Chapter 3. Server-side configuration: User account registration and preferences

Table of Contents

3.1. Introduction
3.2. Account Registration
3.3. Overview of Workspaces, WorkspaceFiles, and Workspace Roots
3.4. Defining Workspace Roots
3.5. Overview of Hackystat Projects
3.6. Project Registration
3.7. Editing and Deleting Projects
3.8. Inviting, Confirming, and Declining Project membership
3.9. An example Project-based analysis: Daily Project Details
3.10. Hackystat Alerts

3.1. Introduction

As noted previously, Hackystat is a client-server system, where the "client" consists of your local development environment, and the "server" consists of the Hackystat web application which receives and stores the raw data generated your sensors and performs analyses on them. The purpose of this chapter is to explain how you can set up and configure your Hackystat account in order to best organize and interpret your sensor data and those with whom you collaborate.

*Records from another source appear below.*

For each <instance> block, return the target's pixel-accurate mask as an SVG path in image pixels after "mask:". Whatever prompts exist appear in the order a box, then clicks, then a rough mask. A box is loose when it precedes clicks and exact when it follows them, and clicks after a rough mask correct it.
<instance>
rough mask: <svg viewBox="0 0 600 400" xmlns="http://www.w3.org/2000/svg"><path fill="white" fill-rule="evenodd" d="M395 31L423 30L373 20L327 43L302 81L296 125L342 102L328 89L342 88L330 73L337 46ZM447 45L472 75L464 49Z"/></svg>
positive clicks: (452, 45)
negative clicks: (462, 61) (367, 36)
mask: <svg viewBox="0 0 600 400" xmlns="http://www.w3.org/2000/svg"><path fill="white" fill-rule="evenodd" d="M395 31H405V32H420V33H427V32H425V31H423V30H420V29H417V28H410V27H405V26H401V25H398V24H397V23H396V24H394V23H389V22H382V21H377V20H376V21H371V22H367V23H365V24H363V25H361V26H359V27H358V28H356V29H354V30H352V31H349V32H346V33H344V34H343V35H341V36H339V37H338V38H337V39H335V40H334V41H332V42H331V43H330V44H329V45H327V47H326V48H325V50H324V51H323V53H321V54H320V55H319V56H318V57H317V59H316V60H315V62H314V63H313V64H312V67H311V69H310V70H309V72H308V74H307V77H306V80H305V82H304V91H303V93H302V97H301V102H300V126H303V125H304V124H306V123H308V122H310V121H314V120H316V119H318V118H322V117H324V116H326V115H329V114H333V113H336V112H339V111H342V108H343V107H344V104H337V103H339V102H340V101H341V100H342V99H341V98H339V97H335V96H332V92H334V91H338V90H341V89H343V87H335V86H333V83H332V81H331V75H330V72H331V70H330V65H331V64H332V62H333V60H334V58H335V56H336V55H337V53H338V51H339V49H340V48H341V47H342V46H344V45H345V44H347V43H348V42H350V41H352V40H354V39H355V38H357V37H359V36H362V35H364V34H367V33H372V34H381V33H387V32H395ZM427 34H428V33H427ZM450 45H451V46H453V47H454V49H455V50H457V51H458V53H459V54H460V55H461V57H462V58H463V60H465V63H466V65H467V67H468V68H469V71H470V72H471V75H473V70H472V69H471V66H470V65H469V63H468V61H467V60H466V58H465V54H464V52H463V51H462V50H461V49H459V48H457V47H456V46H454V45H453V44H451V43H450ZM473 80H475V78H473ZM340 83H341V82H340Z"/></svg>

Defining a Hackystat account involves using a browser to go to a Hackystat server and registering as a user. Upon successful registration, you will receive an email containing a 12 character "user key", which functions both as your account name and password for this server. You provide this key to HackyInstaller, which saves it into a file called sensor.properties. Your sensors read this file to find your user key and then include it when they send data to the Hackystat server. This is how the server knows what account in which to store each incoming packet of sensor data.

Once registered, you will want to configure your account by defining Workspace Roots and Projects. Workspace Roots enable the system to generate an abstract representation of the location of a file in a file system that helps support analyses on groups of developers working on multiple platforms. Projects provide a representation for a set of sensor data that should be analyzed together by specifying a set of developers, a set of Workspaces, and a time interval.

The next section of this chapter describes the account registration process. The following sections describe Workspaces and how to define Workspace Roots. The following sections describe Projects. The final section pulls it all together with some examples of how these concepts work together to provide useful analyses on your data.